Did the 2nd ECG show AIVR?
I found the 2nd ECG in today's case to be especially interesting. For clarity in Figure-1 — I've reproduced and labeled this tracing.
  • As per Dr. Smith — the rhythm in ECG #2 is almost completely regular with extremely wide complexes, simulating AIVR. 
  • That said — the BLUE arrow in the long lead II rhythm strip highlights a vertical spike that confused me. RED arrows are seen throughout this long lead II, regularly occurring at the same interval after each of the wide complexes.
  • Vertical dotted BLUE lines suggest that similar spikes are seen in other simultaneously-recorded leads at the same point in time.

QUESTIONS:
  • Could these regularly-occurring, small-amplitude vertical spikes be QRS complexes?
  • If so — Does that mean that rather than the QRS complexes of AIVR — that the wide complexes are artifact?
  • If so — then this would explain why serum K+ was normal — and why the QRS on the monitor at around this time looked to be narrow.

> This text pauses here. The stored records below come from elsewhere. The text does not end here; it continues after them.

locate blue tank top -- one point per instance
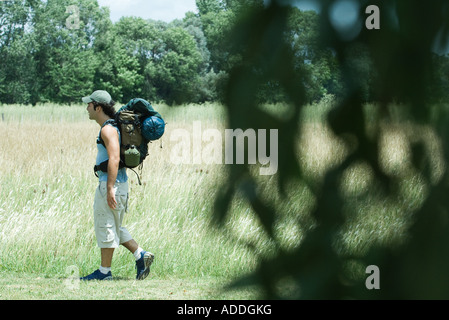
(102, 156)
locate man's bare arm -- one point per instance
(110, 138)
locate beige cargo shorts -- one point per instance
(108, 222)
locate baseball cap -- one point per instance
(99, 96)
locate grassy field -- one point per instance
(47, 187)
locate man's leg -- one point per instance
(143, 258)
(106, 257)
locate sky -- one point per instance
(165, 10)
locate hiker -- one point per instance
(111, 196)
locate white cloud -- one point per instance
(165, 10)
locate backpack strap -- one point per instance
(104, 165)
(113, 123)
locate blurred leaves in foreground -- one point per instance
(399, 59)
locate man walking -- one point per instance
(111, 196)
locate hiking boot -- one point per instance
(143, 264)
(97, 275)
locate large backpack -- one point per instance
(139, 124)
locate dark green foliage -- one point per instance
(395, 64)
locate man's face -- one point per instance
(91, 111)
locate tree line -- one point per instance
(47, 59)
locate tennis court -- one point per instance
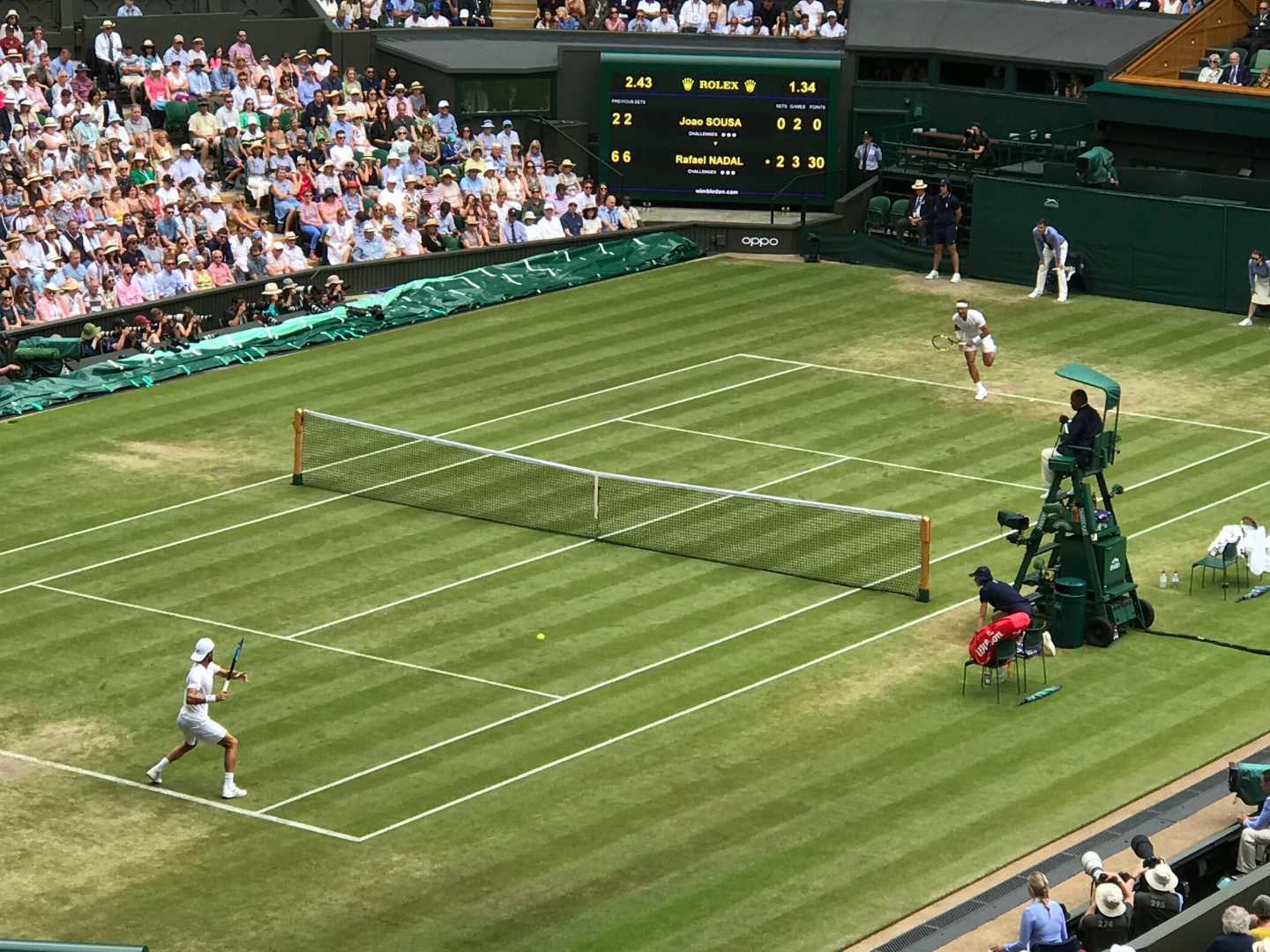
(692, 744)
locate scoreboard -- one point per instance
(718, 129)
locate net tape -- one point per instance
(823, 541)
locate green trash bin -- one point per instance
(1070, 596)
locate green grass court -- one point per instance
(698, 756)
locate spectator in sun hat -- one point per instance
(444, 121)
(1235, 932)
(1109, 919)
(1156, 899)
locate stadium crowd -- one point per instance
(141, 175)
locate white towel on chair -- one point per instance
(1229, 534)
(1254, 548)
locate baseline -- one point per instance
(288, 478)
(643, 669)
(294, 640)
(176, 795)
(759, 683)
(997, 394)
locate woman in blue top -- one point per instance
(1259, 285)
(1042, 923)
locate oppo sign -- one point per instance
(761, 242)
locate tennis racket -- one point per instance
(233, 664)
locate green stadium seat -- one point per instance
(877, 215)
(1229, 556)
(898, 213)
(1002, 659)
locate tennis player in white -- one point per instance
(973, 335)
(195, 723)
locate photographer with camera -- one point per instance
(1157, 896)
(1109, 919)
(188, 328)
(238, 312)
(1255, 833)
(270, 309)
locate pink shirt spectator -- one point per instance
(127, 294)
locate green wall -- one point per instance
(952, 108)
(1138, 247)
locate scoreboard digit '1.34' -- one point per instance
(723, 129)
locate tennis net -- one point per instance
(842, 545)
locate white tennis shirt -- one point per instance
(201, 680)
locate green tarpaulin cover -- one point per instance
(407, 303)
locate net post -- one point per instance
(297, 464)
(923, 589)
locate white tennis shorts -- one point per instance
(986, 344)
(202, 730)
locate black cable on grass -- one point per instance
(1211, 641)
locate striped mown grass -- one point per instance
(698, 756)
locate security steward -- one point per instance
(1004, 598)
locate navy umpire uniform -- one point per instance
(947, 215)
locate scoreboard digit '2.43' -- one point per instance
(724, 129)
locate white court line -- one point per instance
(346, 495)
(761, 682)
(288, 476)
(608, 682)
(283, 637)
(997, 392)
(1201, 509)
(836, 456)
(1198, 462)
(178, 795)
(544, 555)
(661, 721)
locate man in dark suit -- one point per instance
(1236, 74)
(1259, 33)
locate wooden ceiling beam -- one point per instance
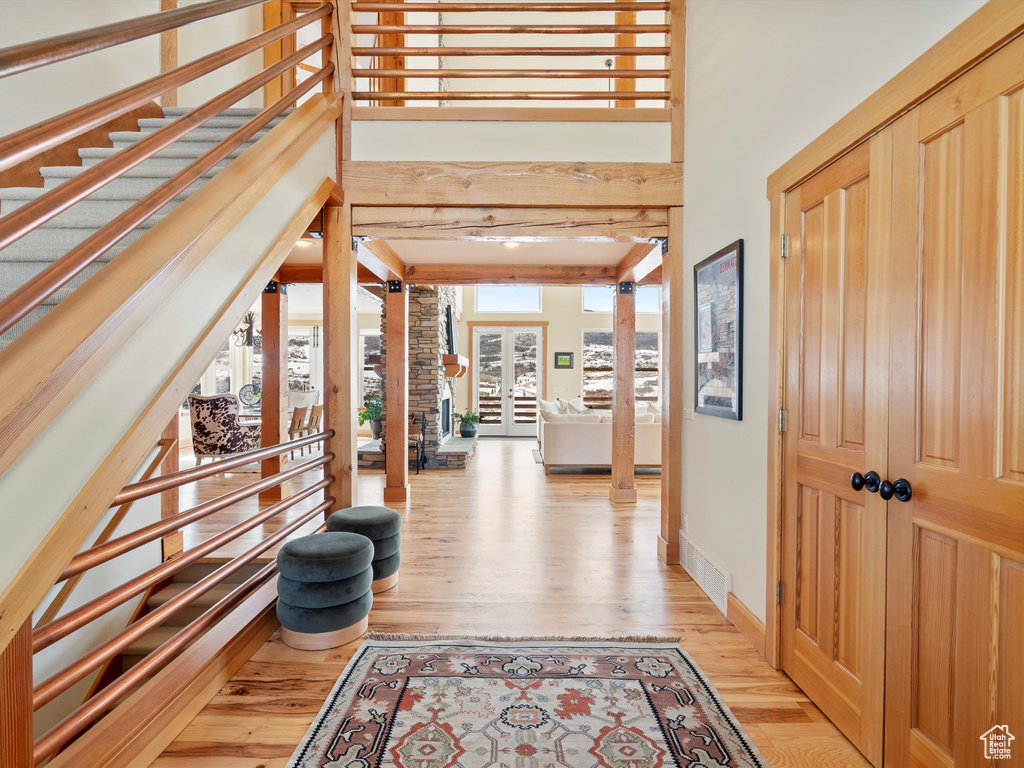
(639, 262)
(472, 274)
(594, 224)
(379, 258)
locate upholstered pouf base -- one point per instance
(324, 640)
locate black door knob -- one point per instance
(902, 489)
(886, 489)
(871, 481)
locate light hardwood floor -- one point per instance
(500, 549)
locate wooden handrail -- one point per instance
(61, 681)
(526, 7)
(584, 29)
(54, 738)
(45, 207)
(60, 271)
(513, 95)
(28, 142)
(505, 51)
(526, 74)
(27, 56)
(97, 555)
(177, 479)
(60, 599)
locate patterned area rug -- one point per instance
(528, 704)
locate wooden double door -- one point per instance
(903, 474)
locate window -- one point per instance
(508, 298)
(598, 373)
(599, 299)
(371, 384)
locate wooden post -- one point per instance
(15, 700)
(274, 387)
(623, 488)
(673, 287)
(396, 392)
(173, 543)
(341, 351)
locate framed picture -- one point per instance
(718, 331)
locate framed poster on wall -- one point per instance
(718, 329)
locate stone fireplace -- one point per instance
(430, 397)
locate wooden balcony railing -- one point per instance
(442, 54)
(45, 635)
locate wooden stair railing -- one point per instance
(64, 626)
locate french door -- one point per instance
(507, 379)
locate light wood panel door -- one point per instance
(837, 390)
(955, 613)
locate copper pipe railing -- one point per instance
(68, 728)
(45, 207)
(60, 271)
(177, 479)
(61, 681)
(525, 7)
(45, 636)
(34, 139)
(97, 555)
(27, 56)
(165, 446)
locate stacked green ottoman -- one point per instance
(324, 594)
(382, 526)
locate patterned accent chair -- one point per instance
(215, 427)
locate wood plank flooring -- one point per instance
(500, 549)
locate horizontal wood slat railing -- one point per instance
(410, 51)
(55, 630)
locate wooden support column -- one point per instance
(274, 386)
(15, 700)
(341, 349)
(172, 543)
(673, 287)
(623, 488)
(396, 392)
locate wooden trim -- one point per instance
(748, 625)
(488, 274)
(492, 114)
(776, 400)
(674, 285)
(169, 54)
(991, 27)
(139, 729)
(81, 334)
(342, 366)
(677, 58)
(15, 699)
(27, 172)
(379, 258)
(596, 224)
(639, 262)
(516, 184)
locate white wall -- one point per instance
(50, 90)
(763, 79)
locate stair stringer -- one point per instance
(55, 489)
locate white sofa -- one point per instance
(582, 442)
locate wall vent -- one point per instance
(712, 578)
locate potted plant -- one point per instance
(467, 422)
(372, 413)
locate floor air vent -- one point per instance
(711, 577)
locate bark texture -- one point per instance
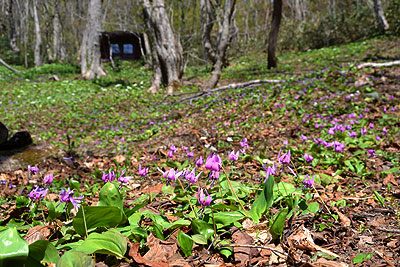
(38, 38)
(12, 34)
(216, 53)
(166, 47)
(90, 48)
(380, 16)
(273, 35)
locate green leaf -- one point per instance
(75, 259)
(203, 228)
(12, 245)
(199, 239)
(111, 242)
(186, 243)
(227, 218)
(269, 191)
(97, 216)
(278, 224)
(43, 250)
(110, 196)
(225, 251)
(362, 257)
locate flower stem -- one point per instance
(233, 191)
(191, 207)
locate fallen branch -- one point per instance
(198, 94)
(377, 65)
(8, 66)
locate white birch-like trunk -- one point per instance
(380, 16)
(90, 48)
(224, 15)
(38, 38)
(167, 50)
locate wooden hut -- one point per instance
(122, 45)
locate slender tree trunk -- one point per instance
(226, 30)
(380, 16)
(38, 38)
(11, 27)
(167, 55)
(90, 48)
(273, 35)
(56, 32)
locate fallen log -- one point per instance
(198, 94)
(8, 66)
(377, 65)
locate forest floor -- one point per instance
(346, 119)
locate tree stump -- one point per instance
(3, 133)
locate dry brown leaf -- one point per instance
(301, 239)
(389, 179)
(134, 253)
(322, 262)
(344, 220)
(39, 232)
(242, 254)
(160, 250)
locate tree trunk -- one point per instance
(38, 38)
(56, 32)
(380, 16)
(226, 30)
(168, 50)
(90, 48)
(11, 27)
(273, 35)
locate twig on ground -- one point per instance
(377, 65)
(276, 251)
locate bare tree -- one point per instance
(38, 38)
(380, 16)
(11, 26)
(273, 34)
(167, 50)
(223, 14)
(90, 47)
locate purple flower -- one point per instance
(143, 172)
(338, 146)
(213, 162)
(38, 193)
(68, 196)
(202, 198)
(214, 176)
(33, 169)
(171, 174)
(371, 153)
(124, 179)
(172, 148)
(48, 179)
(191, 176)
(308, 182)
(364, 130)
(110, 177)
(199, 162)
(243, 143)
(352, 134)
(233, 156)
(308, 157)
(270, 171)
(285, 158)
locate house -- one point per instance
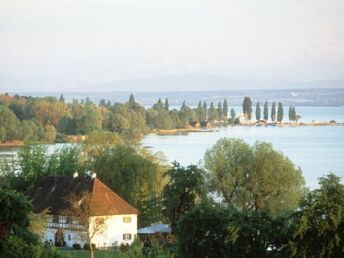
(119, 218)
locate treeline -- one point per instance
(276, 115)
(243, 201)
(50, 119)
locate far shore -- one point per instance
(181, 131)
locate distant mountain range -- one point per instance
(296, 97)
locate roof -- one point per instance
(155, 228)
(52, 191)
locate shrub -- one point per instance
(76, 246)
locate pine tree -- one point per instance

  • BUT — still unexplained, is what would (could) produce these bizarrely wide but surprisingly regular complexes that are seen before each of the small-amplitude vertical spikes on this tracing? This patient does not have a pacemaker — and these small-amplitude vertical spikes are not P waves. These wide complexes also do not represent PTA (Pulse-Tap Artifact) — because none of the standard limb leads are normal, and these wide deflections occur before the small-amplitude vertical spikes (whereas PTA occurs after the QRS since it is a systolic phenomenon).

As I like to do in problematic cases like this — I sent ECG #2 to David Richley for his expert opinion. Dave agreed that the shape of the wide deflections looked very unusual to be QRS complexes — but he could not explain why, if the wide complexes were artifact — they would occur before (and not after) the QRS. Therefore:
  • We will never know for certain what the rhythm in ECG #2 was. The "good news" — is that clinically this turned out not to be important because the 3rd and final ECG in today's case (done just 9 minutes later) showed sinus rhythm with a normal (narrow) QRS complex — and the patient did well and fully recovered.

  • KEY Point: It is sometimes exceedingly difficult to recognize artifact. As a result — the BEST approach when you suspect that there may be a "technical misadventure" — is to go to the bedside and LOOK at the patient! Surprisingly often — looking at the patient will reveal some obvious movement or tremor that clarifies the source of artifact. 
  • If not — check out your suspicion regarding a possible technical misadventure by replacing the electrode leads, verifying their correct placement — and repeating the ECG to see if the unusual deflections have now disappeared.

Figure-1: I've labeled the 2nd ECG in today's case (See text).